Plaintiff points to the fact that later in this statement he voiced the opinion that publicity should be given to the incident because "ours and other children might have been below by themselves when the doors were closed." This does not seem to impel the conclusion that the plaintiff, an adult, went through the door in order to forestall his wife, another adult, from so doing.

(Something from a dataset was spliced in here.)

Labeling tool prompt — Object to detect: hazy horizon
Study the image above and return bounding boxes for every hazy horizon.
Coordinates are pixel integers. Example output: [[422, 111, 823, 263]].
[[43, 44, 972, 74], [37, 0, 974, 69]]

The plaintiff could scarcely have thought his wife would desert their seven year old daughter. Equally it might be doubted if he then expected her to undertake a joint passage through a narrowing doorway already but 24 inches, or less, wide. Both she and the son ascribe the plaintiff's sudden action, not to any movement on her part towards the door, but to his seeing a "distraught," or "most unhappy," look on her face. Under such circumstances his purpose could be found to be merely to reassure her, not to save her from injury. If the jury so found, it does not seem to me it must be held entirely unreasonable in concluding that the defendant was not obligated to anticipate anyone's taking such an evident chance for such a relatively slight and temporary purpose. Substantial danger may invite rescue, but I agree with defendant that temporary discomfort does not invite the taking of quite disproportionate risks. However I might have decided the issue myself, having in mind that the burden is on the plaintiff. I cannot say that the jury's failure to ascribe causative negligence to the defendant was clearly wrong. The motion must be denied.